Alert to your powers of observation and spatial awareness, you can begin to develop the situational awareness that gives you the confidence in maintaining those four essential pillars of personal safety and security we discussed at some length in our posting on the 26th of April.
Observation
Unless you keep your eyes open, of course, you’re not going to see what’s going on around you. But observing is about a lot more – and takes rather more skill – than simply looking or watching. You need to learn what it is you are looking out for.
Staying alert means permanently scanning your horizons and immediate environment – but it’s vital to know what’s likely to be important and what’s not. That’s the only way you can begin to sort out what’s important and what’s not – whether you are paying attention to the right things. Whether you are paying attention to people and situations which might, sooner or later, pose a threat to you and your loved ones.
Spatial awareness
So, effective observation is not simply a question of keeping your eyes open but consciously registering what it is you are taking in.
By registering the lie of the land, the location of inanimate objects, and the appearance, body language, and behaviours of people, you begin to develop a spatial awareness – an awareness and consciousness of what is happening around you. This helps you to identify potential risks – and the realisation that they can materialise from practically any direction.
You could also describe that sense of spatial awareness as the way in which you orient yourself in any situation. This is the term chosen in an article that appeared on the Art of Manliness website on the 19th of May 2021, when the author spoke about it being the second step in a constant loop of observation, orientation, decision-making, and action.
Spatial awareness, then, becomes the second phase – after observation – which leads to the necessary decision-making and action you may need to take in any given situation.
Through that series of steps, observation and spatial awareness lead us on to situational awareness.
Situational awareness
Situational awareness is not some special strategy reserved only for those facing dangerous or threatening circumstances. You might be surprised by the number of scenarios in which situational awareness plays a critical part.
The Royal College of Obstetricians and Gynaecologists (RCOG), for example, has talked about the ability of situational awareness providing a “helicopter view” to help formulate a consciousness of what is going on around us.
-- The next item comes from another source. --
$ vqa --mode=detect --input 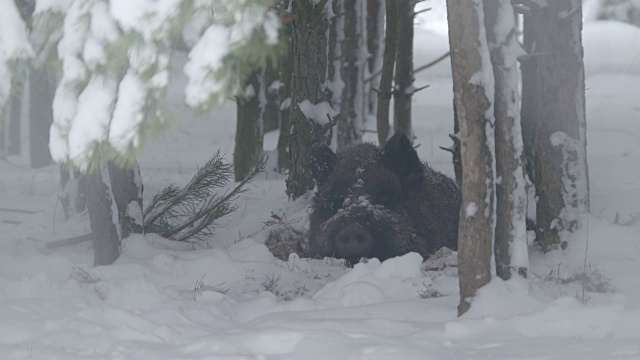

Gaining that situational awareness is firstly a question of perception and attention – the process of observation that we’ve already identified. Comprehension and understanding of the risks, opportunities, and threats inherent in any situation then come through an assessment or interpretation of what you have observed.
Only when you have developed the necessary situational awareness – or helicopter view – and conducted your assessment based on that vision can you develop a realistic model of the environment you are in and base your decisions on your understanding of that situation and environment.
The four pillars
And that brings us full circle to the principles governing the way in which we build and maintain our personal safety and security – those famous four pillars we identified in previously.
You’ll recall that these pillars – observation, escape, the barriers we build, or the ways in which we engage with threats and dangers – outline the options we are likely to have and our ability to observe and assess any situation before deciding whether to escape any menace to our personal safety, erect barriers and defences against those dangers, or consciously engage with the threat or threats facing us.
Situational awareness is achieved by constantly updating our understanding of everything that is happening around us. It is a continuously playing loop that involves observation and spatial awareness, followed by an assessment of what our informed senses are telling us about the people and things in our immediate environment – and the potential direction from which specific dangers and threats may come.